En este sentido, pareciera que la fluctuación del carácter identitario indígena se
encuentra ligada a la creciente absorción de la vida por parte del derecho. Éste aspira a ser
el lugar en el que se llevan a cabo todas las disputas y donde se despliegan los dispositivos
jurídicos de autoctonía o de derecho a la tierra -e incluso donde se puede petrificar la
existencia de un pueblo bajo la forma del reducto que “le corresponde” o asignarle a su
destino el carácter de nativo pacífico y emprendedor-, mas donde nunca se da el
reconocimiento de la enemistad, que comporta la posibilidad de vehicular la potencia de la
decisión política. Ésta queda reservada sólo para el “Estado de derecho” que al incluir en sí
las normativas del derecho internacional -que incluye el vasto campo de la
humanitarización de los pueblos designados como autóctonos- se articula como puro
gobierno y gestión de la violencia. ¿En qué lugar se sitúa aquí la violencia del sujeto
indígena contra el Estado? ¿De qué forma ella se articula dentro o fuera del campo
semántico del gobierno y el Estado de derecho?

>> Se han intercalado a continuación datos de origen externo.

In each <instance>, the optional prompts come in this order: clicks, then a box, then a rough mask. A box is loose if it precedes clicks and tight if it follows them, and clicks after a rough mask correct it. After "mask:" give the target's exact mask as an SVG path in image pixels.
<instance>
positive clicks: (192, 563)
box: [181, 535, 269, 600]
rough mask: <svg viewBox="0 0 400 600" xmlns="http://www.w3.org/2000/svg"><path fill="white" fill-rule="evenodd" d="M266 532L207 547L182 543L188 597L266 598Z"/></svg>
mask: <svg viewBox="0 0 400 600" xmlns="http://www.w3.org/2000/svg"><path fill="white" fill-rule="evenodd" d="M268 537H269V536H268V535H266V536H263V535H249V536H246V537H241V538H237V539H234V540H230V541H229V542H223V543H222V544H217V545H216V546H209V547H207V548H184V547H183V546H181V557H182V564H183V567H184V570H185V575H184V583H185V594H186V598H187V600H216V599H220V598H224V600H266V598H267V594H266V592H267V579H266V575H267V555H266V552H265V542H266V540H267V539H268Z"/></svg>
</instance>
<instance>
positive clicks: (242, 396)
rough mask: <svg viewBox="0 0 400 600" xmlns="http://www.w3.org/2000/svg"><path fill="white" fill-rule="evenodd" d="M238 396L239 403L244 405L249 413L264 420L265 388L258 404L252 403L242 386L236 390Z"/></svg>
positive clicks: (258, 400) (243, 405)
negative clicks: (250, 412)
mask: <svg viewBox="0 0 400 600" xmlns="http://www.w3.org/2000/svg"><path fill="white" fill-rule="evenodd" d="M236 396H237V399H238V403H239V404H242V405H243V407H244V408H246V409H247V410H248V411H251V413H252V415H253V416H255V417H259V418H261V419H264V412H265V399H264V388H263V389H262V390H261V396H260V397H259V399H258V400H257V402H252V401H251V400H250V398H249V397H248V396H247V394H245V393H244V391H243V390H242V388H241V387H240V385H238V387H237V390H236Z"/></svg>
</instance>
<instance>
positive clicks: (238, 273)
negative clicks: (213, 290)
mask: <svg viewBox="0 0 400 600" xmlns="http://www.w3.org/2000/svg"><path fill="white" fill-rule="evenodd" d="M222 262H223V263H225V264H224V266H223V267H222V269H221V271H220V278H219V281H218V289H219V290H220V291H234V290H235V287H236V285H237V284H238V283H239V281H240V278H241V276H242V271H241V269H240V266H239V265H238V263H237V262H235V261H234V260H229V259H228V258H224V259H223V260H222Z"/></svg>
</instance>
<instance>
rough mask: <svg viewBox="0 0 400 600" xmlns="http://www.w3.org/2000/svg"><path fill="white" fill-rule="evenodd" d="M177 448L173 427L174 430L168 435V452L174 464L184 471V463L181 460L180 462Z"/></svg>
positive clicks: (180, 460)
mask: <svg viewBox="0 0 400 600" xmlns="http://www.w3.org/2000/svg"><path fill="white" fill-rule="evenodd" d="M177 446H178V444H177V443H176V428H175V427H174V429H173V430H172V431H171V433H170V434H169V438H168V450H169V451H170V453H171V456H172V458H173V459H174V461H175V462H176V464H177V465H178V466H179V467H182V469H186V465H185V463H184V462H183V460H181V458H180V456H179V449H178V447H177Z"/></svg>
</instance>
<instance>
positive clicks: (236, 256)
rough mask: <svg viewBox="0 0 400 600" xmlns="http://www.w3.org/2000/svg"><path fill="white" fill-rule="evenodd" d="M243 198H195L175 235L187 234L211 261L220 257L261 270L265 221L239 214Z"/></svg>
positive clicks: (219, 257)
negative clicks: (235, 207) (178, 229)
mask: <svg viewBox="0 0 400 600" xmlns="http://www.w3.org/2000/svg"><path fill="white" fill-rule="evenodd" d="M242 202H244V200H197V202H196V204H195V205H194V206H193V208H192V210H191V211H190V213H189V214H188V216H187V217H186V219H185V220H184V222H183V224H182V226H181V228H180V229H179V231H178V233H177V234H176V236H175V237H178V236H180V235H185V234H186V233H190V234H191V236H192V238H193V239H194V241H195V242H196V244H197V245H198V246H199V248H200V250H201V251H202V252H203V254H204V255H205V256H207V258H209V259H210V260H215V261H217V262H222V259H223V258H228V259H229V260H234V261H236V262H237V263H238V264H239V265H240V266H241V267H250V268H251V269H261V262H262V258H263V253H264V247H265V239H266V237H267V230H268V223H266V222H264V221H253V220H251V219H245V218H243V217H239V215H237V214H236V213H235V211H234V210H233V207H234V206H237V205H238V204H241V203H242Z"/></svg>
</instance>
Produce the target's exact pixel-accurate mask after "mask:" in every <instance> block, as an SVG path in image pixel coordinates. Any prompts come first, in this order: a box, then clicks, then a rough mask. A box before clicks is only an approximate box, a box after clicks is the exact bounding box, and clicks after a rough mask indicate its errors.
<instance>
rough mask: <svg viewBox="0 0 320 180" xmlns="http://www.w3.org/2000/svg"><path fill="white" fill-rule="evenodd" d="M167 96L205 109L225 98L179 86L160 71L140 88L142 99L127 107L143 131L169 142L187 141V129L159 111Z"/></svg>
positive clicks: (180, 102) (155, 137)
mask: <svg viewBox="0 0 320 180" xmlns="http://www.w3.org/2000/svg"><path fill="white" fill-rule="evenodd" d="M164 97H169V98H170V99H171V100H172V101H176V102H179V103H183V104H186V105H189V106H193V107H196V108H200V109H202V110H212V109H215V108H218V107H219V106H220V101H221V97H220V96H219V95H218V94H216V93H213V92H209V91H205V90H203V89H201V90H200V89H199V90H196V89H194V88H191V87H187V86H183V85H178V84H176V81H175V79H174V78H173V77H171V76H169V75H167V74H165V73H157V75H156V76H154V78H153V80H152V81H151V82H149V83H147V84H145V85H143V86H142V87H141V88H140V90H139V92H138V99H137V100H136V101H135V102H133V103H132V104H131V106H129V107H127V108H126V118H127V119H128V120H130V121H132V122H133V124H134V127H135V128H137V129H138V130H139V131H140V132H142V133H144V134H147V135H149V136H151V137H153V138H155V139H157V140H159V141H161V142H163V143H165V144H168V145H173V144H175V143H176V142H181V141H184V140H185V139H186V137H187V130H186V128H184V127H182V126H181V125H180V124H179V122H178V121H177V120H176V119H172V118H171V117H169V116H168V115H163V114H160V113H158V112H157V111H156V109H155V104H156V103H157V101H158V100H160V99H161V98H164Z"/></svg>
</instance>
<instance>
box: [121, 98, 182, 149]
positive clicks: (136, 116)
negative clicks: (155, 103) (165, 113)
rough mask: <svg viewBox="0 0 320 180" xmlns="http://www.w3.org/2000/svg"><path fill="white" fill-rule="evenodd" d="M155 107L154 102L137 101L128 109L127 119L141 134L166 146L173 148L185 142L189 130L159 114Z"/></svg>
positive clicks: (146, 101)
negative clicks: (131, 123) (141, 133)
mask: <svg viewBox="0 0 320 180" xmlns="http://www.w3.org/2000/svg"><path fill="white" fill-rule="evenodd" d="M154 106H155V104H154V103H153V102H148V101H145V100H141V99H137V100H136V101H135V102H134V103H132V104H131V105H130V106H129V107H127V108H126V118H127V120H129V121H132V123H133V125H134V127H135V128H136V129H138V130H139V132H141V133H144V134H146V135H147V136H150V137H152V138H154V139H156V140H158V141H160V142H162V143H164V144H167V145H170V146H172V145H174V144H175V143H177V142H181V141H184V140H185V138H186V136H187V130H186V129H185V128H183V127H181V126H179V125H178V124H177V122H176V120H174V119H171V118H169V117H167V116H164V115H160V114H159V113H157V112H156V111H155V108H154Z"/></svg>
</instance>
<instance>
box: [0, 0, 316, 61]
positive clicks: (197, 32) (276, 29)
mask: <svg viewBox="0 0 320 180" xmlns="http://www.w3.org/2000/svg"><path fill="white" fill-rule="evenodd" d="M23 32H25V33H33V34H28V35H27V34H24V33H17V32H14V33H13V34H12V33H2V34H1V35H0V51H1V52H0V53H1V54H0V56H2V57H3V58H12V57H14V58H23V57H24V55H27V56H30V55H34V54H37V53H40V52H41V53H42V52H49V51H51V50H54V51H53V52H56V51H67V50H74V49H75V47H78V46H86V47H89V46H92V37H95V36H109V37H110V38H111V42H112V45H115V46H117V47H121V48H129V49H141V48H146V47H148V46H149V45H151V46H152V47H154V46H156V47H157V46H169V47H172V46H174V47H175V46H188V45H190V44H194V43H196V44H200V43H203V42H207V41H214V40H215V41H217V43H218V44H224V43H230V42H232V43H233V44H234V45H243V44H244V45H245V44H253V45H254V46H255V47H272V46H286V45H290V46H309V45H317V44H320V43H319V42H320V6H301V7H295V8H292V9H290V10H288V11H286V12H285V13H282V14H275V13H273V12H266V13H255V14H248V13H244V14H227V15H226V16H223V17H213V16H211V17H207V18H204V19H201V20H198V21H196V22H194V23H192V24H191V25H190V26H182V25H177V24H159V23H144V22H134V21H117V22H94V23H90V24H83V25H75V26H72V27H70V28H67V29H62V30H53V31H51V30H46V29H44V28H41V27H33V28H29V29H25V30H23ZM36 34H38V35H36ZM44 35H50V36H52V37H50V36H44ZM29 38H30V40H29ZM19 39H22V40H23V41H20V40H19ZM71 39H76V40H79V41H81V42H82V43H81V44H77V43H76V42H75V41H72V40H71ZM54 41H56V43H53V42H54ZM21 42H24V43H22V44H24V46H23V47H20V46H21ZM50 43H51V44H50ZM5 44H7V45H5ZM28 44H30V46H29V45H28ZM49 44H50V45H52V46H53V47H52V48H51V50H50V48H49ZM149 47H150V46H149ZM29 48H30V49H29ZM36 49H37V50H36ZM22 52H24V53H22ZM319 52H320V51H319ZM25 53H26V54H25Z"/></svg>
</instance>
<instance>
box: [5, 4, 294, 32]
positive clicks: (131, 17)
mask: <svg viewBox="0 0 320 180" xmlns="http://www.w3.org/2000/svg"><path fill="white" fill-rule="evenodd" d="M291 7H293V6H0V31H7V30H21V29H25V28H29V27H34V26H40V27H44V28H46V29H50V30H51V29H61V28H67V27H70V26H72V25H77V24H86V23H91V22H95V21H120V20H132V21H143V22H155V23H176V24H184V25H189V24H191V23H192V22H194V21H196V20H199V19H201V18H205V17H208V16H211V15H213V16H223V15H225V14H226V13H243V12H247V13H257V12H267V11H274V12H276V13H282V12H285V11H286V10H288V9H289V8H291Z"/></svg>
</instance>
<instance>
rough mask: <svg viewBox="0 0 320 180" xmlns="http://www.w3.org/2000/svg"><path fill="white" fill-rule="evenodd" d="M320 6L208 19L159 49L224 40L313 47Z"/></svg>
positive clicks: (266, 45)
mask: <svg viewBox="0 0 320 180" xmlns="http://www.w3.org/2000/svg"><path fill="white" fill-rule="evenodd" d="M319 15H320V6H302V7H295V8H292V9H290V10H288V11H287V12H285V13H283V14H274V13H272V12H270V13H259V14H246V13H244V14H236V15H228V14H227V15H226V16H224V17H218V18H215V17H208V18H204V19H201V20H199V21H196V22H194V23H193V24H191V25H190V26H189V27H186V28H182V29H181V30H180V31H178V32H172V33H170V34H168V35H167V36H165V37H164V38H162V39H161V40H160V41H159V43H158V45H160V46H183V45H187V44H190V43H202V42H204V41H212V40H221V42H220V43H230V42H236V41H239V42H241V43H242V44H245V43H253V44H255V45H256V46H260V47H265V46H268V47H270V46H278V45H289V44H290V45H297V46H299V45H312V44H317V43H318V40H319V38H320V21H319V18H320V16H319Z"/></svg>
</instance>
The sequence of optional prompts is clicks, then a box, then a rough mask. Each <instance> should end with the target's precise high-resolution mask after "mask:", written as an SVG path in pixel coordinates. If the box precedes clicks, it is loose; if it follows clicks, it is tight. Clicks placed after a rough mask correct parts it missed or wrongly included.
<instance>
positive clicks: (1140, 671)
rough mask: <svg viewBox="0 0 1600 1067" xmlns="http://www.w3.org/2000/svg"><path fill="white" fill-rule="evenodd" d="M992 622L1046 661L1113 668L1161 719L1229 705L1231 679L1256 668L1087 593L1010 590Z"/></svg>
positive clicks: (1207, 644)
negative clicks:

El presente llamado a publicación, para Actuel Marx Intervenciones N° 17, busca
abrir el debate sobre la lucha de los pueblos y las formas de resistencia al poder,
considerando la relevancia que han tenido, para la posibilidad misma de su enunciación y
despliegue, tanto el derecho como el humanismo y su deriva humanitaria. Pensar fuera de
los esencialismos y las identidades adjetivadas por las diferentes formas de dominación, al
tiempo que atender a cómo esas mismas políticas de etnificación pueden servir de base para
la rearticulación de los discursos en resistencia, resultan fundamentales para la comprensión
de nuestro tiempo. Pensar, entonces, esta problemática desde múltiples enfoques
(filosofía, historia, antropología, sociología, estudios culturales, ciencia política, etc.),
resulta necesario para crear espacios de diálogos entre saberes que, precisamente, el
humanismo ha tendido a separar cada vez más, buscando asegurar la pertenencia de toda
identidad a un predicado determinado.